By Horslip-gap is another considerable long barrow [Map] of a large bulk, length and height: it regards the snake's head temple, tho' here not in sight.

1724. By Bekamton cove [Map] another, a vast body of earth, as thick as the vallum of Abury, and points to the cove hard by; which shews that cove to be as a chapel. Another large round barrow near it.

In Monkton, west of the town, is a large and flat long barrow [Map] [Millbarrow Long Barrow [Map]], set round with stones, which I have depicted in plate XXX, 'tis just 120 cubits long, 30 cubits broad in the broadest end. It stands due east and west, the broadest end eastward. Its breadth the fourth part of its length: a most magnificent sepulchre, and called Milbarrow [Map].

1723. But even this is much exceeded in south long barrow [West Kennet Long Barrow [Map]], near Silbury-hill [Map], south of it, and upon the bank of the Kennet. It stands east and west, pointing to the dragon's head on Overton-hill. A very operose congeries of huge stones upon the east end, and upon part of its back or ridge; piled one upon another, with no little labour: doubtless in order to form a sufficient chamber, for the remains of the person there buried; not easily to be disturbed. The whole tumulus is an excessively large mound of earth 180 cubits long, ridged up like a house. And we must needs conclude, the people that made these durable mausolea, had a very strong hope of the resurrection of their bodies, as well as souls who thus provided against their being disturbed.
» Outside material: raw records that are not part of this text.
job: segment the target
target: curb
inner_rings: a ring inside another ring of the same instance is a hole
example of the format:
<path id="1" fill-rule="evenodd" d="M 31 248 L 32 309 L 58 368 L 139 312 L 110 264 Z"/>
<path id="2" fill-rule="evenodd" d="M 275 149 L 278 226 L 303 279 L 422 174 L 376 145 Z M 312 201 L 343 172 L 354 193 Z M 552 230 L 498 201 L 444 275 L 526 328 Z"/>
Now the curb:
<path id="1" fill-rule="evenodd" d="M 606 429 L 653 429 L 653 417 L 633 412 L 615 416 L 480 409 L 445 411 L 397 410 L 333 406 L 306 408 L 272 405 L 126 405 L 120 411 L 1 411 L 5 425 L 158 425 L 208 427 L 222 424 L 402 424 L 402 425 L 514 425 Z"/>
Upon the heath south of Silbury-hill [Map], was a very large oblong work, like a long barrow, made only of stones pitched in the ground, no tumulus. Mr. Smith beforementioned told me, his cousin took the stones away (then) 14 years ago, to make mere stones withal. I take it to have been an archdruid's, tho' humble, yet magnificent; being 350 feet or 200 cubits long.
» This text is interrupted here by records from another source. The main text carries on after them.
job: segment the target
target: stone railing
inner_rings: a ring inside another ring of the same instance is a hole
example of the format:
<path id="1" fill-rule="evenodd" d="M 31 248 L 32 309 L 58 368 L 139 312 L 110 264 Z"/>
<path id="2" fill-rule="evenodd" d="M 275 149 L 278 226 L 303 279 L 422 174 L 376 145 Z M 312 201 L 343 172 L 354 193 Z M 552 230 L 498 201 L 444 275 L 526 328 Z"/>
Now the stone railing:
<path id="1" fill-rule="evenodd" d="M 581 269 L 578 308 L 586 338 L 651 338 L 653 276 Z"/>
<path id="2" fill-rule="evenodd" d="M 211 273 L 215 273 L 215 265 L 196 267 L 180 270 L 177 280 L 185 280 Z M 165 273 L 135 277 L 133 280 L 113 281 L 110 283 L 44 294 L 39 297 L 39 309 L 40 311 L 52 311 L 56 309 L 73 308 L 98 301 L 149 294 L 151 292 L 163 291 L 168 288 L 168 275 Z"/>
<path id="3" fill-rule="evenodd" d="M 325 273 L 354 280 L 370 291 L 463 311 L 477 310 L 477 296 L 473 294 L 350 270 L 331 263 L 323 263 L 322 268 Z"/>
Pausanias in Eliac. II. writes, upon the bank of the river Cladeus is the barrow of Ænomaus; of earth, incompassed with stones. Again in Arcadic. he says, at Pergamus is the monument of Auge, being a barrow of earth, incompassed with a circle of stones. In the same Arcadic. Book VIII. he says, he studiously contemplated the tumulus of Æpitus, because Homer makes mention of it, admiring it, for he had seen no finer. 'Twas made of earth not very large, incompassed with a circle of stones. Thus naturally does a genius admire works of antiquity! he seems thereby to antedate his own being, and to have lived in those times long before. He writes again in Bœot. at the barrow of Amphion are many rude stones, which they report, were the stones he drew together with his harp. Likewise there are three rude stones near the tomb of Melanippus; and the antiquarians say, Tydeus was buried there.

To go much higher in time, and equal to those we have been describing: Genes. xxxv. 20. Jacob set a pillar upon Rachel's grave.

1724. Table XXIV. Prospect of Bekampton Avenue from Longston long Barrow [Map] 1724. Two Stones of the Avenue at the Crossing of the two Roads demolished by Rd. Fowler. b. the Termination of the avenue.